Apenas terminada la Guerra Civil en abril de 1939, estallaría, pocos meses más tarde, un conflicto de proporciones mucho mayores que sacudiría al mundo entero hasta los cimientos, causando un número incalculable de víctimas: la Segunda Guerra Mundial. A mi padre siempre le daba mucha pena, según decía, que sus hijos hubiésemos pasado tiempos de guerra durante casi nueve años de nuestra vida, hasta el punto de que Bernardo, el menor de mis hermanos, no recordaba otra cosa. Nuevamente, al menos para mí, veo en estas vivencias la intervención de Dios, que me iba preparando, como a todos mis hermanos, para tomarme en serio la vida.
Si me he detenido a contar estos detalles, que parecen salirse de mi propósito, es para mostrar cómo el Señor tenía previsto ya todo para la tarea que pensaba confiarme más adelante: unos padres buenísimos, la experiencia de una familia unida, cuatro hermanos mejores que yo, una abuela con coraje... De modo que, cuando Dios un día me dijese: Hazme esto y lo otro, estaría preparada para escucharle y para seguirle. Además, como he contado, el Señor me fue “enseñando idiomas” que más tarde me serían utilísimos: en mi casa se hablaba el italiano, en la calle el español, el alemán en la escuela alemana, con algunos miembros de la familia el suizo-alemán... Puedo decir, por lo tanto, que en mi familia aprendí a querer a Dios, y que fue en mi hogar donde me puse en situación de entregarle, años después, mi vida entera. San Josemaría, como ya he dicho, nos enseñó siempre a cuidar y querer mucho a nuestros padres, lo llamaba el dulcísimo precepto, sabiendo que todos los amores humanos, y en especial el que tenemos a nuestra familia, son camino para amar a Dios: No tengas miedo de querer a las almas, por Él; y no te importe querer todavía más a los tuyos, siempre que queriéndoles tanto, a Él le quieras millones de veces más[5].

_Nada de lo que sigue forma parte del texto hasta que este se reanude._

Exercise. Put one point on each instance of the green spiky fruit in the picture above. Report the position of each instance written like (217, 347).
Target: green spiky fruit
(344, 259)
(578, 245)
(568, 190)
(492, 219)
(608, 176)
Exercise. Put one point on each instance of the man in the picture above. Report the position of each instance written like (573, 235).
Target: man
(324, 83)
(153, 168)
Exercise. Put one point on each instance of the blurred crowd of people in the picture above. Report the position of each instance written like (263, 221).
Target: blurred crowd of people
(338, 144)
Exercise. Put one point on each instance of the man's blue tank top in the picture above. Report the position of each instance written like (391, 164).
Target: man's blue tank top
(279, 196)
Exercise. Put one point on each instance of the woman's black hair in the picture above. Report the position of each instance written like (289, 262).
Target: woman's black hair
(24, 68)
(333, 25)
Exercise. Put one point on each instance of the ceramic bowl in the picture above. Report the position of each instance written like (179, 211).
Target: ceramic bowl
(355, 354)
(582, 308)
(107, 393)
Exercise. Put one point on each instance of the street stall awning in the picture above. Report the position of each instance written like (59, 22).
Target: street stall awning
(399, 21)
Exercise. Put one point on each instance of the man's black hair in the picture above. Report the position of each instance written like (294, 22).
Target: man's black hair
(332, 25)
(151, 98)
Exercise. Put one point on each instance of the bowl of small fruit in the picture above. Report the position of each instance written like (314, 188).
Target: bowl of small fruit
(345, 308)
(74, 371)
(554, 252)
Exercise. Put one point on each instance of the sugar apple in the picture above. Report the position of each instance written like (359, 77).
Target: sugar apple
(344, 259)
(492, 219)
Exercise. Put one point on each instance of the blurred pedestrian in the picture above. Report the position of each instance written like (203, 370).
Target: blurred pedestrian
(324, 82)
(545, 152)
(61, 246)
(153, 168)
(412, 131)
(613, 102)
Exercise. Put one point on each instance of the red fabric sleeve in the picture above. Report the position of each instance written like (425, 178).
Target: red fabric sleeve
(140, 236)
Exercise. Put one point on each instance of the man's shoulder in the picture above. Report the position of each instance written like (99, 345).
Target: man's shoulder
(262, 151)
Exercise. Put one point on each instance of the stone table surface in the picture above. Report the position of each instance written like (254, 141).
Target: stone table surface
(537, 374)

[1] Conversaciones, n. 32.
[2] Conversaciones, n. 104. «Suelo decir, a los miembros de la Obra, que deben el noventa por ciento de su vocación a sus padres: porque les han sabido educar y les han enseñado a ser generosos».
[3] Amigos de Dios, n. 138.
[4] Modo coloquial, marcado por el acento del sur de España, de denominar al hambre.
[5] Forja, 693.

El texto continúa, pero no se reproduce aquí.